Le secteur de l’affectation des sols, du changement d’affectation des sols et de la foresterie (LULUCF) constitue la principale flexibilité du dispositif proposé par Bruxelles dans le cadre climat-énergie 2030 pour compenser les émissions des secteurs diffus, agricole en particulier (1). À ce titre les organisations et coopératives agricoles de l’UE (Copa-Cogeca) demandent de tenir compte de la complexité du secteur agricole afin de lui accorder un maximum de souplesse pour à la fois s’y adapter et en tirer parti.
Dans sa proposition, la Commission européenne prévoit qu’une partie des excédents (s’il y en a) du secteur LULUCF puisse fournir des crédits (plafonnés à 280 millions de tonnes équivalent CO2 au niveau de l’UE) répartis entre les États membres en fonction du poids de leur secteur agricole. Mais les données scientifiques étant pour le moment encore trop partielles, la Commission propose à ce stade de ne prendre en compte que les reboisements. Les ministres de l’environnement de l’UE, qui ont eu le 17 octobre un premier échange de vues sur ce dossier, espèrent trouver un accord fin 206-début 2017 (2).
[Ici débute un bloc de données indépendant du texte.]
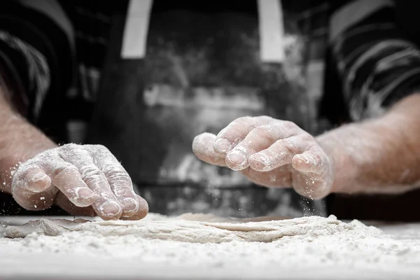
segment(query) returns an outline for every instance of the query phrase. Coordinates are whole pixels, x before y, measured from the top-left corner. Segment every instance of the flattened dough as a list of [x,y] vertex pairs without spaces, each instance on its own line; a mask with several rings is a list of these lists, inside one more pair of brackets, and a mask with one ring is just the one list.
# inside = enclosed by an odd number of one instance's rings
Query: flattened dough
[[166,217],[153,214],[138,221],[41,219],[20,226],[9,226],[6,229],[5,236],[10,238],[23,237],[31,232],[57,235],[62,232],[77,231],[102,236],[132,234],[144,239],[192,243],[232,241],[270,242],[286,236],[310,234],[316,237],[368,227],[358,221],[349,223],[340,221],[333,216],[328,218],[311,216],[293,219],[261,217],[254,220],[257,221],[222,218],[209,214]]

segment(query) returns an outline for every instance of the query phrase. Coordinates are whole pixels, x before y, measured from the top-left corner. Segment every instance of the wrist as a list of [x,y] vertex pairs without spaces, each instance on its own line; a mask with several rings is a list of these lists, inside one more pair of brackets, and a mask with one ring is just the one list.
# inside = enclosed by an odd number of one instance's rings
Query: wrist
[[57,147],[57,144],[35,127],[25,123],[0,141],[0,190],[11,193],[14,170],[19,164],[40,153]]
[[316,138],[330,159],[332,171],[332,186],[331,192],[354,192],[356,191],[356,182],[359,174],[357,163],[353,158],[350,146],[343,141],[345,135],[342,135],[342,130],[349,130],[354,125],[347,125],[332,130]]

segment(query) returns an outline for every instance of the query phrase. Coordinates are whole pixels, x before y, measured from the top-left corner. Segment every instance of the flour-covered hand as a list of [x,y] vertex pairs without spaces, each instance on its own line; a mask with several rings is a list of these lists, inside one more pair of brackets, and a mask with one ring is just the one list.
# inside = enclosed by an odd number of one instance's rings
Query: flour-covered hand
[[325,197],[332,185],[332,160],[312,136],[289,121],[240,118],[217,136],[197,136],[192,150],[199,159],[239,171],[258,185],[293,187],[309,198]]
[[27,209],[55,204],[74,215],[104,220],[141,219],[148,212],[127,172],[102,145],[66,144],[38,154],[18,168],[12,195]]

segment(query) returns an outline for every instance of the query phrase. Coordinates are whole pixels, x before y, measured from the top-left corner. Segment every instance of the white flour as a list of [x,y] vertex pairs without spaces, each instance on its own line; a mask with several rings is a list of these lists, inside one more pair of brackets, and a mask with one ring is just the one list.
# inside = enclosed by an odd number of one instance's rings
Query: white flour
[[[202,221],[190,220],[196,219]],[[167,218],[150,214],[139,222],[80,224],[57,236],[31,233],[24,239],[0,239],[0,246],[15,253],[52,254],[69,260],[92,258],[104,264],[135,261],[144,273],[150,267],[168,271],[184,267],[191,272],[198,269],[199,276],[209,270],[221,270],[249,278],[246,274],[251,270],[258,272],[253,276],[261,279],[273,270],[295,267],[302,272],[317,267],[335,272],[344,267],[414,270],[420,275],[420,242],[396,240],[376,227],[357,220],[343,223],[333,216],[243,223],[200,216]],[[309,278],[314,276],[311,271]],[[163,272],[155,270],[153,273]],[[337,274],[335,278],[345,276]]]

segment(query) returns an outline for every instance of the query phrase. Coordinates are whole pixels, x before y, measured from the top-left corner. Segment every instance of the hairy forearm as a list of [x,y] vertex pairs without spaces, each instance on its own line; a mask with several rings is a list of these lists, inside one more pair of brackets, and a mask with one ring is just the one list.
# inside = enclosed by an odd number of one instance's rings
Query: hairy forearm
[[56,144],[16,113],[0,88],[0,190],[10,192],[13,167]]
[[420,187],[420,94],[381,118],[317,137],[335,169],[332,192],[402,192]]

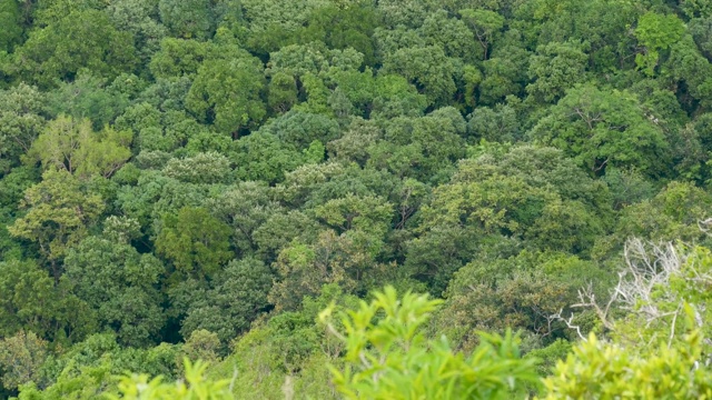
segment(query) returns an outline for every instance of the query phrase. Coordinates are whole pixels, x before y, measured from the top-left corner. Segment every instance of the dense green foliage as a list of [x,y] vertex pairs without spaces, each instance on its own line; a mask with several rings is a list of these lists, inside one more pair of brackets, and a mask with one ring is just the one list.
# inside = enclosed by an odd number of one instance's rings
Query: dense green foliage
[[711,152],[709,0],[0,0],[0,398],[709,398]]

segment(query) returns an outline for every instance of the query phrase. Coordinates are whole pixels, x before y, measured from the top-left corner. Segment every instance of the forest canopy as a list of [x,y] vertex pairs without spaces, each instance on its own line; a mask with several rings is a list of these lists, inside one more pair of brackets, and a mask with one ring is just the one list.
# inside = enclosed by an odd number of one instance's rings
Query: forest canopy
[[0,0],[0,399],[712,397],[712,1]]

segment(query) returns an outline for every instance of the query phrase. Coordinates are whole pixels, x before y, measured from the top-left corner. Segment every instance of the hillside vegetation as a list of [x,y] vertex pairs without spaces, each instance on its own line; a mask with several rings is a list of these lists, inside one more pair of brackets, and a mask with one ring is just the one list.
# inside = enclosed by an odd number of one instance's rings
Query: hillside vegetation
[[0,0],[0,399],[711,399],[711,0]]

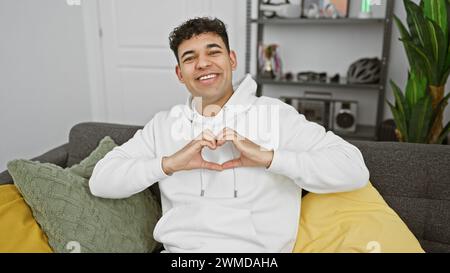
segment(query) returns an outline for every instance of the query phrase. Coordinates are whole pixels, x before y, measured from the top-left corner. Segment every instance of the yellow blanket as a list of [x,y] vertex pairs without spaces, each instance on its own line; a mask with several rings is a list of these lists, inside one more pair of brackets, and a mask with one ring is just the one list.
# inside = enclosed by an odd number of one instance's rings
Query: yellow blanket
[[[14,185],[0,186],[0,252],[52,252]],[[400,217],[369,184],[348,193],[308,194],[296,253],[423,252]]]
[[424,251],[405,223],[369,183],[353,192],[305,196],[294,252]]
[[0,186],[0,252],[52,252],[14,185]]

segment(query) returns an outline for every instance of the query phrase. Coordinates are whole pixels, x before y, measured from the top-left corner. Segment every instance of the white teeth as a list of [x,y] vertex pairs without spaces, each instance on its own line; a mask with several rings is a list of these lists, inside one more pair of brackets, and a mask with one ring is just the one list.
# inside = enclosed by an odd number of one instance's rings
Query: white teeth
[[208,80],[208,79],[212,79],[212,78],[215,78],[216,76],[217,76],[216,74],[209,74],[209,75],[206,75],[206,76],[200,77],[200,79],[199,79],[199,80],[201,80],[201,81],[204,81],[204,80]]

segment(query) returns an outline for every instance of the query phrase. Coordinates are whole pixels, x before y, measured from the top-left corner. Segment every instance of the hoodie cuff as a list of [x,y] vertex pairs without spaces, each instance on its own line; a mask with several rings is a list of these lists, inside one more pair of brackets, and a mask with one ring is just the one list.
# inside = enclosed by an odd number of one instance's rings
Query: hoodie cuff
[[147,168],[148,181],[160,181],[168,177],[162,168],[162,157],[151,159],[149,163],[150,166]]

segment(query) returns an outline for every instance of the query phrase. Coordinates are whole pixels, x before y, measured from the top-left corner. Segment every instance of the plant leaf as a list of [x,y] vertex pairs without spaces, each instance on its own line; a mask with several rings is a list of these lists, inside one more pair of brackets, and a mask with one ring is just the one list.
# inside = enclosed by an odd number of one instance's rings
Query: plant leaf
[[415,71],[408,73],[405,97],[408,105],[416,104],[427,94],[427,78]]
[[437,144],[442,144],[442,142],[444,142],[444,139],[448,137],[449,133],[450,133],[450,122],[448,122],[447,125],[444,127],[444,129],[442,129],[442,132],[437,140]]
[[419,48],[414,43],[411,43],[406,40],[402,40],[402,42],[405,44],[405,46],[410,50],[410,54],[412,55],[412,58],[415,59],[416,67],[415,69],[421,71],[424,73],[428,80],[430,81],[430,84],[436,85],[436,65],[431,62],[430,56],[428,56],[422,48]]
[[425,16],[436,22],[444,34],[444,41],[448,39],[447,0],[428,0],[421,3]]
[[396,125],[397,129],[402,134],[402,137],[404,138],[404,141],[408,142],[409,141],[409,136],[408,136],[408,130],[406,128],[406,124],[407,123],[406,123],[406,120],[405,120],[405,116],[400,114],[398,109],[395,108],[395,106],[392,105],[389,101],[386,101],[386,102],[389,105],[389,107],[391,108],[391,112],[392,112],[392,115],[394,116],[395,125]]
[[408,124],[408,135],[410,142],[427,142],[432,111],[431,96],[428,94],[419,100],[417,104],[413,105],[411,109],[411,118]]
[[432,48],[432,45],[430,44],[430,34],[422,8],[411,0],[405,0],[404,4],[406,22],[408,23],[413,43],[416,46],[421,46],[425,53],[430,54],[429,50]]
[[[430,43],[434,63],[436,64],[436,73],[439,79],[442,78],[445,71],[445,57],[447,54],[447,42],[444,40],[444,33],[436,22],[428,20],[428,29],[430,33]],[[439,80],[440,81],[440,80]]]
[[[449,98],[450,98],[450,93],[448,93],[447,96],[442,98],[442,100],[438,103],[438,105],[436,105],[436,108],[433,109],[433,115],[431,116],[431,119],[430,119],[430,128],[433,128],[435,123],[438,121],[437,120],[438,116],[444,112],[445,107],[448,105]],[[431,140],[431,130],[428,135],[428,140]]]
[[[409,35],[409,32],[406,29],[405,25],[402,23],[402,21],[400,21],[400,19],[396,15],[394,15],[394,21],[400,32],[400,37],[401,37],[400,41],[406,40],[406,41],[412,42],[411,35]],[[406,57],[408,57],[409,66],[415,67],[416,62],[414,61],[414,58],[411,56],[410,50],[408,50],[406,45],[404,46],[404,48],[405,48]]]

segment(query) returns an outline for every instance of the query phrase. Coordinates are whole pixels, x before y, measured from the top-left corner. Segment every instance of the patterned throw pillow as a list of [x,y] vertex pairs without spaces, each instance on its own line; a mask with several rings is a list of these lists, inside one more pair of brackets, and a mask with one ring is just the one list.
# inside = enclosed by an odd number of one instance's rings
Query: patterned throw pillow
[[150,190],[126,199],[90,193],[93,166],[114,146],[107,137],[89,157],[68,169],[29,160],[8,163],[15,185],[55,252],[153,252],[159,248],[153,229],[161,207]]

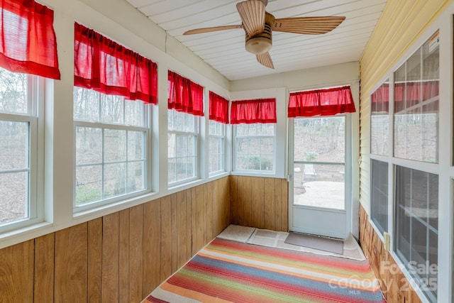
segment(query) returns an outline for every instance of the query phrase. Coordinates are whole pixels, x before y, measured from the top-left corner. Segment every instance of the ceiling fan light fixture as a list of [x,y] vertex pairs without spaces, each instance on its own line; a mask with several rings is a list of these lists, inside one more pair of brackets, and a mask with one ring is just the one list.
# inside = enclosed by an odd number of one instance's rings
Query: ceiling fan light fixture
[[260,35],[246,40],[246,50],[255,55],[267,53],[272,46],[271,39]]

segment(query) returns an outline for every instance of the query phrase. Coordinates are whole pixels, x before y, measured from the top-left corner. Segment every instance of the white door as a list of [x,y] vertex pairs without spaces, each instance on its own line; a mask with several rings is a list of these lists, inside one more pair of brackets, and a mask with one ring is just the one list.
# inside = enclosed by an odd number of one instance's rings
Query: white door
[[340,238],[350,232],[349,121],[346,116],[289,119],[290,230]]

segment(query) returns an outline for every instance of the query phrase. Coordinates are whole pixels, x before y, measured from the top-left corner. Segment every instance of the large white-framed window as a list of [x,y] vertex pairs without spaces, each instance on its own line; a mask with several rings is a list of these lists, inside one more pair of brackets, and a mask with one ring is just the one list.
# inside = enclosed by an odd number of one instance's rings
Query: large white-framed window
[[394,207],[394,251],[417,287],[436,302],[438,176],[397,165]]
[[275,123],[238,124],[234,136],[234,170],[275,171]]
[[226,171],[226,124],[209,120],[209,170],[211,175]]
[[76,211],[150,188],[150,106],[74,87]]
[[380,233],[391,228],[392,255],[431,302],[438,294],[439,40],[436,31],[371,95],[371,219]]
[[0,68],[0,231],[43,221],[44,86]]
[[168,109],[168,184],[177,186],[198,177],[199,118]]

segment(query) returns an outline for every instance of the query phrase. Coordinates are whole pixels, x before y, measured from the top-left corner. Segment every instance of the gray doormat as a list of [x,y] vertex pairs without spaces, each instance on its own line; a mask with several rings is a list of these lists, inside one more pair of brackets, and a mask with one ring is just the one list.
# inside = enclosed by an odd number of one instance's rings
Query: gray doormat
[[289,232],[284,242],[330,253],[343,254],[343,241],[306,233]]

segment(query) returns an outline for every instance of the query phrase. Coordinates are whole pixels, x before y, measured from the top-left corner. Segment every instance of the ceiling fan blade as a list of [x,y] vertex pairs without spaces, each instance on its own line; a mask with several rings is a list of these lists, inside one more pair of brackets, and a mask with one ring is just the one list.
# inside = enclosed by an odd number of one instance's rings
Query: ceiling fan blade
[[265,4],[259,0],[249,0],[236,4],[243,26],[250,37],[265,30]]
[[184,33],[183,33],[183,35],[192,35],[194,33],[209,33],[212,31],[233,30],[236,28],[243,28],[243,26],[241,24],[239,24],[236,26],[214,26],[212,28],[195,28],[193,30],[185,31]]
[[258,61],[262,65],[272,68],[273,70],[275,69],[275,65],[272,64],[270,53],[266,52],[262,54],[255,55],[255,57],[257,57],[257,61]]
[[276,19],[273,31],[285,33],[320,35],[338,27],[345,19],[340,16],[295,17]]

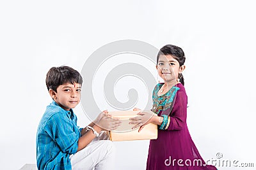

Ne pas brider la production forestière
Pour le Copa-Cogeca, la flexibilité accordée à l’agriculture est importante mais insuffisante. Il demande donc que la gestion des forêts soit incluse dans la génération de crédits, sans pour autant nuire aux niveaux de récolte. Lorsqu’il s’agira de fixer les ambitions, il sera nécessaire de se référer à l’analyse socio-économique comme point de référence et non comme simple contribution. « Le plafond de 3,5 % de génération de crédit ne permet pas aux États membres de gérer durablement leurs forêts et de mobiliser une production durable de bois, il devrait par conséquent être supprimé ou ajusté avec les niveaux de stockage des gaz à effet de serre déjà existants et déclarés », souligne le document. C’est en effet dans la croissance des forêts que l’on trouve le potentiel le plus important d’absorption de CO2 fossile de l’atmosphère. « Il faut bien comprendre que les pays qui depuis des décennies augmentent leur volume de bois ont pu le faire grâce à des investissements, une planification et de nombreux efforts. Ils devraient par conséquent avoir la possibilité d’augmenter leur niveau de référence au-dessus d’un pourcentage défini », estiment les organisations et coopératives agricoles. Et d’ajouter que les propositions reflètent seulement la situation historique (1990-2009) sans possibilité d’augmenter le niveau de récolte des forêts, une « stratégie qui va à l’encontre de la bioéconomie ».
Tenir compte des sols
Autre demande dans le cadre des mécanismes de flexibilité : que des crédits soient également envisagés pour les efforts en matière de gestion des terres. Bruxelles devrait définir quelles actions d’atténuation sont compatibles avec les exploitations agricoles, quantifier le potentiel de réduction des émissions et établir la priorité des actions d’atténuation comme la gestion des prairies mais aussi des sols et des nutriments.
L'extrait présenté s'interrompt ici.